Used for the blog post Porting Flask to FastAPI for ML Model Serving.

running the API

This code presents two different API services - a simple Flask app or a FastAPI conversion of the same.

requirements

This code is entirely dockerized - you should only need Docker and docker-compose installed on your machine.

installation

simply run

$ docker-compose build

from the root directory of the project to build all the included services (based on the python:3.7-slim image).

creating the model

This app serves a simple Naive Bayes model running on the "20 newsgroups" dataset included in scikit-learn, subselected to include the rec.sport.hockey, sci.space, and talk.politics.misc groups for three-way classification. To generate the serialized model, run

$ ./ml-models/generate_model.sh

from the project root. This will run a one-off script from within a disposable Flask base container to download the data and train the model. You should expect model accuracy in the neighborhood of 90%.

launch the API

the API variants can be triggered by launching the service with one of

$ docker-compose up [-d] flask-app-[dev|prod]
$ docker-compose up [-d] fastapi-app-[dev|prod]
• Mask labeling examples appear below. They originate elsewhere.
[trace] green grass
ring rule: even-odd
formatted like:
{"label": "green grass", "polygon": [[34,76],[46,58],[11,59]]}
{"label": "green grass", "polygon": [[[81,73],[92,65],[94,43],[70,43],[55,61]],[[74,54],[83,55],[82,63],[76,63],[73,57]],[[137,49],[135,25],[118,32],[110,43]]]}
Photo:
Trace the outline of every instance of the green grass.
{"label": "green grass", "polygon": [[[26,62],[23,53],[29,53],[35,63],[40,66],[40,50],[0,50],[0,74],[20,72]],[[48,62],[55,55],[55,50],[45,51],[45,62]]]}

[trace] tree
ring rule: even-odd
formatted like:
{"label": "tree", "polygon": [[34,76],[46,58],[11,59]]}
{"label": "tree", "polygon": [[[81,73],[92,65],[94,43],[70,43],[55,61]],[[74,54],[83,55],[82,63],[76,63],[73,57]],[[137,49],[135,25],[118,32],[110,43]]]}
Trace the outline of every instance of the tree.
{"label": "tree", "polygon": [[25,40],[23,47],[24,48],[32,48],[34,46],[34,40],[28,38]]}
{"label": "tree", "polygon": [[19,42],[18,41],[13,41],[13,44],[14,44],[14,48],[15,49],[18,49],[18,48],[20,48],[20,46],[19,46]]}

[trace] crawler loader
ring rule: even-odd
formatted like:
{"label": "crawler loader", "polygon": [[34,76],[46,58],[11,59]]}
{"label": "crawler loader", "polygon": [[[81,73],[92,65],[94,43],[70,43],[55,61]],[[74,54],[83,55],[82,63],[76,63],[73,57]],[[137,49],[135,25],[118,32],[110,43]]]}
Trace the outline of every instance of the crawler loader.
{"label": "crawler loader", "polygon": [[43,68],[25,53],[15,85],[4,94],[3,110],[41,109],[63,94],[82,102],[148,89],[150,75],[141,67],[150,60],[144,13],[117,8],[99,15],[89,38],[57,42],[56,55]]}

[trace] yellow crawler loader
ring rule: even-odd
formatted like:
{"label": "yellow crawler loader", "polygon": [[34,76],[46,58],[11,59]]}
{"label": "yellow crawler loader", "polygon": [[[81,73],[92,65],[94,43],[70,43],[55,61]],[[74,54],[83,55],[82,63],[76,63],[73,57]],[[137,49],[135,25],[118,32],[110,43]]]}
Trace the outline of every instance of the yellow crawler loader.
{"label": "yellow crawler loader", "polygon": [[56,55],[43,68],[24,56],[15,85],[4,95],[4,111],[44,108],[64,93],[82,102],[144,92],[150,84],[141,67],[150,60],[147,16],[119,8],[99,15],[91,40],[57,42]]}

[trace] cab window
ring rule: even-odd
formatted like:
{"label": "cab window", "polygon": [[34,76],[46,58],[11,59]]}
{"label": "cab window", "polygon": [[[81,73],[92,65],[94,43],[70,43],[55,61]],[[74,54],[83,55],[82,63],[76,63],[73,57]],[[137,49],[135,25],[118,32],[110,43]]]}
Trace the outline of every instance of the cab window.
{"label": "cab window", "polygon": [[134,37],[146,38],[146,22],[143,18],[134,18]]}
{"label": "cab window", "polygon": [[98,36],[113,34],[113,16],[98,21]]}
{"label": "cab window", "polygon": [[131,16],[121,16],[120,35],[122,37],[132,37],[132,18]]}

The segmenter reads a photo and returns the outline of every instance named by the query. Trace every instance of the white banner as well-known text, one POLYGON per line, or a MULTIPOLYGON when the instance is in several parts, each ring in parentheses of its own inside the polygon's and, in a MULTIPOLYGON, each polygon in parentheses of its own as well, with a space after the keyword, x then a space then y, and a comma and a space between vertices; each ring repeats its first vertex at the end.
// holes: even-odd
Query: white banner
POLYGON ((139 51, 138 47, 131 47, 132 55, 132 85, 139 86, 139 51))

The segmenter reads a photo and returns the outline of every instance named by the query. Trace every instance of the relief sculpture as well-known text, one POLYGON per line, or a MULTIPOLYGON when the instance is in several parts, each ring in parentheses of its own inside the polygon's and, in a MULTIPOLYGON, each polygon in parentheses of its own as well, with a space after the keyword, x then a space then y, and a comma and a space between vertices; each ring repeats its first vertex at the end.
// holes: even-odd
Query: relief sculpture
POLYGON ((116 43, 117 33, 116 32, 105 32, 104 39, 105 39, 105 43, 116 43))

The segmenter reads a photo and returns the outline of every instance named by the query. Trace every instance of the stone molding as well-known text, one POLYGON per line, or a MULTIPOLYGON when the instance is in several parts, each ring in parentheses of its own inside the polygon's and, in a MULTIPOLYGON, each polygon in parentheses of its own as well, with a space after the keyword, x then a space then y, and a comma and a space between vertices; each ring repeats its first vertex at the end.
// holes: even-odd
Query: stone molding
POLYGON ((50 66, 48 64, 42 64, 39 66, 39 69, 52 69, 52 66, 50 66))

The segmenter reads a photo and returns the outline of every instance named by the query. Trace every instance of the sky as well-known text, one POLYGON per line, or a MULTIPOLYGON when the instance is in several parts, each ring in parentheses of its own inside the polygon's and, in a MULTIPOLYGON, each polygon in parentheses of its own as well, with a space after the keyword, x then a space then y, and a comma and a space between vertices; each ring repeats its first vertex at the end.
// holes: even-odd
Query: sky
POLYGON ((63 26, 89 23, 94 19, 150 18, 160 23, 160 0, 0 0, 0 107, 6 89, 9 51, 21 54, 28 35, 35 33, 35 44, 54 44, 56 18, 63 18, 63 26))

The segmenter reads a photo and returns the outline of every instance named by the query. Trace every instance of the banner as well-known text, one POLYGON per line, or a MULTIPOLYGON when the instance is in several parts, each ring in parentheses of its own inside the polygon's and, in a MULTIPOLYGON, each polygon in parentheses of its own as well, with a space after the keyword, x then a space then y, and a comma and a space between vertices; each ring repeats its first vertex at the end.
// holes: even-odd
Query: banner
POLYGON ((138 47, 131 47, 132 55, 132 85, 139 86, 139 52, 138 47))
Each of these will launch the app on http://localhost:${PORT} for ports 5000 and 5001 respectively. The dev service launches in debug/development mode, running Flask's built-in werkzeug server or a single direct uvicorn worker for Flask and FastAPI respectively. The prod service runs a production-capable gunicorn server with appropriate settings and worker type for Flask or FastAPI.

API Endpoints

Each API presents the following endpoints. Note that the FastAPI app also presents autogenerated documentation on http://localhost:5001/docs and http://localhost:5001/redoc.

GET /healthcheck

Simple GET request to check that the server is running.

Response body:

{
  "message": "this sentence is already halfway over, and still hasn't said anything at all"
}

POST /predict

for each sample, predicts the most likely class and returns its probability.

Request body:

{
  "samples": [
    {
      "text": "this is a target text for prediction"
    },
    ...
  ]
}

Response body:

{
  "predictions": [<str>],
  "probabilities": [<float>]
}

where each element of predictions is one of rec.sport.hockey, sci.space, or talk.politics.misc and each element of probabilities is a float between 0 and 1 for the predicted class probability.

POST /predict/:label

for each sample, predicts the probability for the selected class :label. The route parameter :label must be one of rec.sport.hockey, sci.space, or talk.politics.misc.

Request body:

{
  "samples": [
    {
      "text": "this is a target text for prediction"
    },
    ...
  ]
}

Response body:

{
  "label": <str>,
  "probabilities": [<float>]
}

returning the selected class label and a list of the probabilities of that class label for each sample.

GET /cat-facts

In addition to the endpoints above, the fastapi-app services also presents an endpoint to asynchronously request a random Cat Fact from https://cat-fact.herokuapp.com.

Response body:

{
  "text": <str>
}

License

This code is licensed under the Apache 2.0 license.